Jacquet stayed in New York from 1964, although he exhibited there rather infrequently. He spent most of his career in France. I am wary of superlatives, as they tend to be quite definitive. But in Jacquet's case, I concede. In my opinion, he is one of the greatest French artists of the 20th century, and his work has not yet been fully recognized for its true worth. It's rare for a body of work to follow a consistent logic throughout. For Jacquet, there are two defining elements: the dot, and the pop, or the game. The dot appears in his screen-printed, halftone works, like his famous Déjeuner sur l’herbe (1964), which reinterprets the eponymous painting by Manet. The dots are grouped into a more or less dense pattern. They form the image, much like atoms constitute matter. Sometimes, you need to take a step back for the dots, as they cluster, to reveal the motif, such as when the artist, in the early 1970s, sketched a gigantic marble on a wall in Geneva, which fully reveals itself from the other side of the lake.

I don't know what led Jacquet to start looking at images of Earth, but it became clear to him that it was just a dot, and that going from screen-printing to the cosmos was merely a question of scale. Starting with a NASA photograph, Jacquet began to distinguish all sorts of shapes, much like Leonardo da Vinci or Botticelli saw figures in clouds or spots on a wall. Marilyn Monroe, dolphins, a clown, etc. Imagination knows no bounds, and the work fully aligns with psychoanalysis. What we imagine is clearly an expression of our fantasies. Little by little, the artist decided to turn his gaze outward. After all, why limit oneself to our planet when the universe is so vast?
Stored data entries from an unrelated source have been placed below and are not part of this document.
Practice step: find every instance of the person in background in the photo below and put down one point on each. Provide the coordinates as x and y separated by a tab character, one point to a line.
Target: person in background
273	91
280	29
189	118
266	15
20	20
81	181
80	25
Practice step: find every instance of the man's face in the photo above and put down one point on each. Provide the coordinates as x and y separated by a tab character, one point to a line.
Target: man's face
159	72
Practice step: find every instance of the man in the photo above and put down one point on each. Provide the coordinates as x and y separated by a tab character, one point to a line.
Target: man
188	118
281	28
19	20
The entire universe thus rushes into Jacquet’s work, which becomes a sort of two-dimensional land art. This is where the "pop," which consists of sublimating the popular culture of its time, makes a return. Jacquet had already been "pop" in many ways, by reinterpreting the game of jacquet (the precursor to backgammon) early in his career, or by prominently placing a loaf of Jacquet-brand bread in his Déjeuner sur l’herbe. He was playing with his own surname, this name that one is given at birth and does not choose. The images of planets would be distorted by computer and then printed on canvas. The rocky masses, hurtling through space, become innocent donuts, those popular American pastries with a hole in the center, a hole evoking more carnal orifices, like the female sex or the anus. The adulterous love of the gods Mars and Venus, frequently depicted in classical painting, then takes on a more sexual, more explicit turn.
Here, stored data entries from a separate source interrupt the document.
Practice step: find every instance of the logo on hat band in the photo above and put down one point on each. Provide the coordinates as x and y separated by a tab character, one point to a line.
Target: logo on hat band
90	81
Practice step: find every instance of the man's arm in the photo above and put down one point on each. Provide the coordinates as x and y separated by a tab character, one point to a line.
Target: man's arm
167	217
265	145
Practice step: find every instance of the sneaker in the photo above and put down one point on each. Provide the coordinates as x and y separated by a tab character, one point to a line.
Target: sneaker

Born in North Dakota, James Rosenquist first made a name for himself in advertising, which had a lasting influence on him. His painting unfolds on large formats, accumulating fragments and resembling, in some ways, the accumulations of Arman, or the reliefs of Jean-Pierre Raynaud. An artist like David Salle surely studied Rosenquist’s paintings extensively. The cosmos makes an appearance in his work, seemingly beginning in the early 1970s, initially as a starry backdrop, a firmament in which the motifs seem to float. This sense of infinity is experienced in his installation Horizon Home Sweet Home (1970), currently on display at the Ropac Gallery in Pantin, when smoke machines erase the distances. The paintings he created in the early 2010s, his final works, are like kaleidoscopes, shattered glass open to infinity. They fractalize interstellar space, aggregating worlds. In a way, this is what Rosenquist had always done, but on a human scale.